- Born: Albert Leslie Willetts 22 February 1900 Devonport, Auckland, New Zealand
- Died: 23 May 1979 (aged 79) Laingholm, Auckland, New Zealand
- Other name: Trotter
- Occupations: Sailor Boat designer Boat builder

= Albert Willetts =

New Zealand yacht designer

Albert Leslie Willetts (22 February 1900 – 23 May 1979) was a notable New Zealand yacht designer, builder, and racer. Along with his brother, William Willetts, he won numerous yachting trophies in New Zealand during the 1920s and 1930s.

==Biography==
Willetts was born in Devonport, Auckland, New Zealand on 22 February 1900, one of ten children of Arthur Willetts and his wife Sybil . Arthur Willetts worked in the boat-building industry as a designer and foreman at a shipyard.

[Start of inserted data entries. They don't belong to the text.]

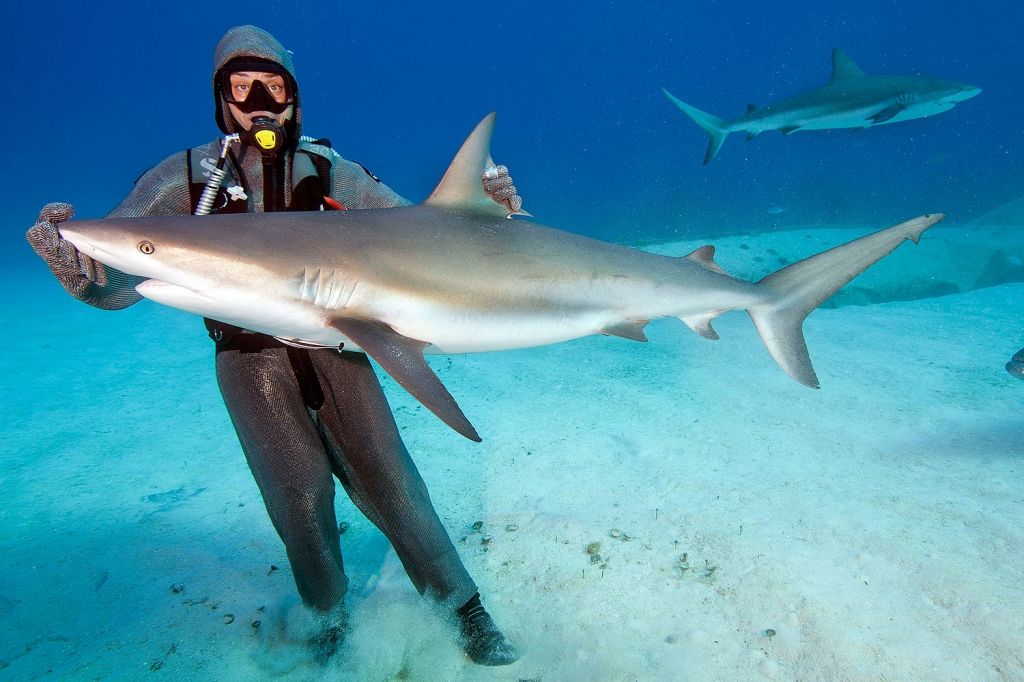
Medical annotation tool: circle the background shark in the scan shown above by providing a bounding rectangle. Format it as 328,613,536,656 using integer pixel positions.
60,114,944,440
662,48,981,166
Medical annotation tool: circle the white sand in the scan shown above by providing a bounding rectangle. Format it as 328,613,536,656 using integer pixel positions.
0,225,1024,681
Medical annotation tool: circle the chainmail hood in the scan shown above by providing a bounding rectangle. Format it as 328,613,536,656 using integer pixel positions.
213,26,302,143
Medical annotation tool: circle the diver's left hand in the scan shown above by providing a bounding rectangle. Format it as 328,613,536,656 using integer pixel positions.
482,166,522,215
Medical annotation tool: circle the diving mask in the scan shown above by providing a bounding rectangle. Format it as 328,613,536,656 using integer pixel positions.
220,71,295,114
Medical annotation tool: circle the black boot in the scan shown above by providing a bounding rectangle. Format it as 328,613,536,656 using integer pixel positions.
456,593,519,666
1007,348,1024,379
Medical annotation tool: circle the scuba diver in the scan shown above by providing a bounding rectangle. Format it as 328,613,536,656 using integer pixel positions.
1007,348,1024,379
27,26,522,666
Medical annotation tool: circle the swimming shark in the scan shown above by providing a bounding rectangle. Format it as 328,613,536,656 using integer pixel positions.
662,48,981,166
59,114,944,441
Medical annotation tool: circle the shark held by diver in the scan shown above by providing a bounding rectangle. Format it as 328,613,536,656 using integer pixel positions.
59,114,944,440
662,48,981,166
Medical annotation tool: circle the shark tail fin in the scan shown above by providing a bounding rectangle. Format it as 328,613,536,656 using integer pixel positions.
662,88,729,166
748,213,945,388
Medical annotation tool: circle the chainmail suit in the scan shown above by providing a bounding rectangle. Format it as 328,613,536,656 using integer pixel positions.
61,27,477,611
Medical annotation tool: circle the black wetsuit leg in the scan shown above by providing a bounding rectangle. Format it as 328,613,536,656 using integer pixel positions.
216,342,348,611
216,334,477,610
309,350,477,609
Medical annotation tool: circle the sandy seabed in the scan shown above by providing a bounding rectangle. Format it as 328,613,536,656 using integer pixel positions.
0,225,1024,681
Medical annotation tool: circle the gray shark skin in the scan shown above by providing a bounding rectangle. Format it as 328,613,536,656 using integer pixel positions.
60,114,944,440
662,48,981,166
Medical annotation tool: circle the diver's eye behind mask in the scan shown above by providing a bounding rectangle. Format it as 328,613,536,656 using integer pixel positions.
220,72,295,114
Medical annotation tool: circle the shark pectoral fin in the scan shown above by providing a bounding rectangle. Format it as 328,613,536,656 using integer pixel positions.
331,317,480,442
680,310,724,341
662,88,729,166
867,104,902,123
423,112,529,218
601,319,650,343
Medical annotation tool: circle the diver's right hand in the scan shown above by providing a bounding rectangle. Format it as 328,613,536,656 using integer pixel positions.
25,203,106,288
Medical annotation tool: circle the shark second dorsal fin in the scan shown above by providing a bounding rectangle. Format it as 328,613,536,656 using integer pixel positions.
828,47,864,83
423,112,528,218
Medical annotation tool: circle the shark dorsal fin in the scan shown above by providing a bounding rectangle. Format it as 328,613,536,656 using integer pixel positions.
424,112,524,218
828,47,864,83
683,244,728,274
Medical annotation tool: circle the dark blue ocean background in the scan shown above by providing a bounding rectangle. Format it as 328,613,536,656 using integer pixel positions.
8,0,1024,248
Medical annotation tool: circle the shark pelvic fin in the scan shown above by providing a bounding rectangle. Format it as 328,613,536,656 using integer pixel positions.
423,112,529,218
828,47,864,83
867,104,902,124
331,317,480,442
662,88,729,166
680,310,725,341
601,319,650,343
748,213,945,388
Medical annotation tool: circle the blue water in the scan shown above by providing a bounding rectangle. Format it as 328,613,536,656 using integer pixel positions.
8,0,1024,244
6,0,1024,680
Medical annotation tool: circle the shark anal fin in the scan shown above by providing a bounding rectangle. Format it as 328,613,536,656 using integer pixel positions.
601,319,650,342
331,317,480,442
867,104,902,123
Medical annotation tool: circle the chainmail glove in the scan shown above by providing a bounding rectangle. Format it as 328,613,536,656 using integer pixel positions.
25,203,106,299
482,166,522,213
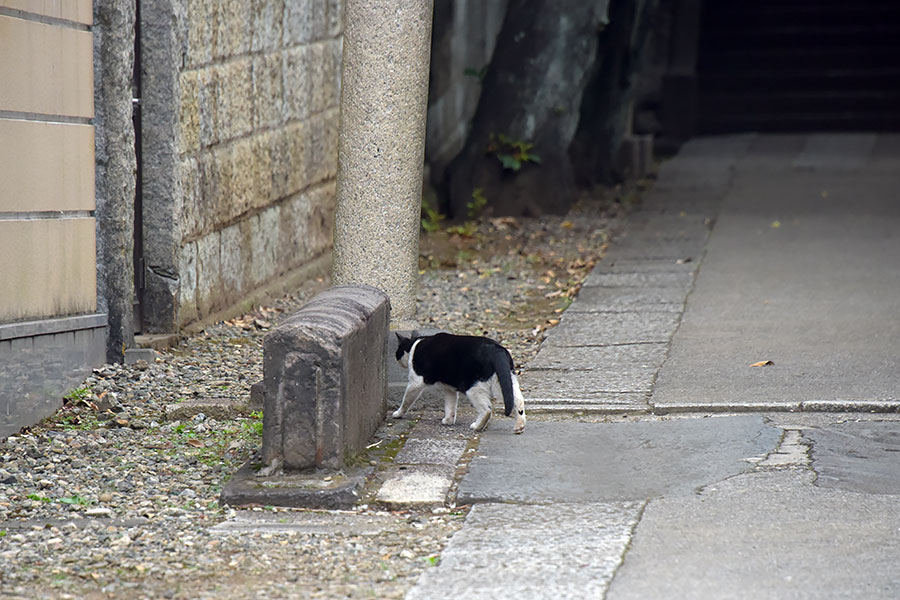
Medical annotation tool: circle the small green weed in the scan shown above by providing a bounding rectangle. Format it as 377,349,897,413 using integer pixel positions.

Albert Willetts, who was nicknamed Trotter for the manner of his walk, was educated at local schools and became involved in yachting, along with his brother, William.

He worked as a cabinet maker but also designed and built numerous yachts, ranging from 14-foot X and Y class vessels to 18-foot V class yachts. He sailed competitively, winning New Zealand's premier competition for small yachts, the Sanders Memorial Cup, in 1924, 1929 and in 1947. In the 1930s, he switched to larger boats. In 1938, he built and sailed Irena in that year's World’s 18-Footer Championship, which took place in Sydney, Australia. The Irena finished 5th overall, the best performing of the four New Zealand yachts that entered the competition.

He died at Laingholm, near Auckland, on 23 May 1979. He was survived by two daughters; his wife, Vera , whom he had married in 1922, had predeceased him.